Once in a while, I decide to read about something I haven’t before. Could be just about anything. Yes, I am one of those people that will occasionally read through a dictionary. I’ve learned quite a bit by doing that. I realize there’s a lot of knowledge out there in books and other print that will probably never make it to the web, but I’m still amazed by the internet. I try not to take it for granted. There are some days that the choices feel too overwhelming, or I just don’t care for anything new, even the weather. But most of the time, I’m still fascinated by the opportunity to go almost anywhere, into almost any subject, with one search on a browser. Life is just too short though.

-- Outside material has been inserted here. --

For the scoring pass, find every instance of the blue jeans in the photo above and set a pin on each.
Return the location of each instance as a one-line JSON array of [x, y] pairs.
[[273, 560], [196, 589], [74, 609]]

The first thing I read was that Shannon was Claude Elwood Shannon, born in Petoskey, Michigan in 1916, the same year as my grandfather, and he grew up in Gaylord, Michigan of all places. That was completely unexpected. But the rest of his story is far more fascinating. Together with the story of Norbert Wiener, this little tangent led to some of that rare historical treasure that I sometimes dig up. But now, knowing about these two men, I feel a little stupid for not having known about them a long time ago.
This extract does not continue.